This roomy pullover work shirt was worn by hard-working raftsmen and fur traders on the Missouri, Mississippi, and Ohio Rivers of 1800s America. It is frequently depicted in the paintings of George Caleb Bingham.
Full sleeves with underarm gussets are gathered and attached into a shoulder yoke. A narrow and convertible cuff may be used. A neck gusset set into the shoulders gathers into a simple turned back collar, which is loosely fastened with a tape tie. The bottom of the front opening was often strengthened with a needle-lace godet and decorated with the wearer's initials in cross stitch. The long side openings were also reinforced. Instructions for cross-stitch monogram and needle-lace godet for front opening are included.
The casual style is perfect for all types of today's labors, as well as pleasures. This shirt is popular with historical reenactors at Civil War and other historic events. Our Boatman's Shirt can be worn today by men as an overshirt, or shortened to tuck in. The original length is tunic length on men and women.
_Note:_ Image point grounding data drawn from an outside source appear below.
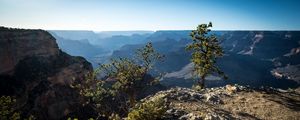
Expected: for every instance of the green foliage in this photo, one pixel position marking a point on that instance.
(206, 49)
(123, 78)
(153, 109)
(7, 111)
(129, 73)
Many thanks to the Missouri Historical Society costume collection for assistance with research for this pattern. The original shirt is in the Society's collection in St. Louis, Missouri.
This is the PDF version. For the paper pattern, go here. This PDF pattern has files for the following: print at home version (fits A4 and 8.5x11in. paper), A0 copy shop version, 36" copy shop version, cutting and sewing instructions, and historic detailing.
Suggested fabrics: Light or medium-weight shirting fabrics such as broadcloth, homespun, linen, chambray, or silk. The original shirt was made of handwoven linen.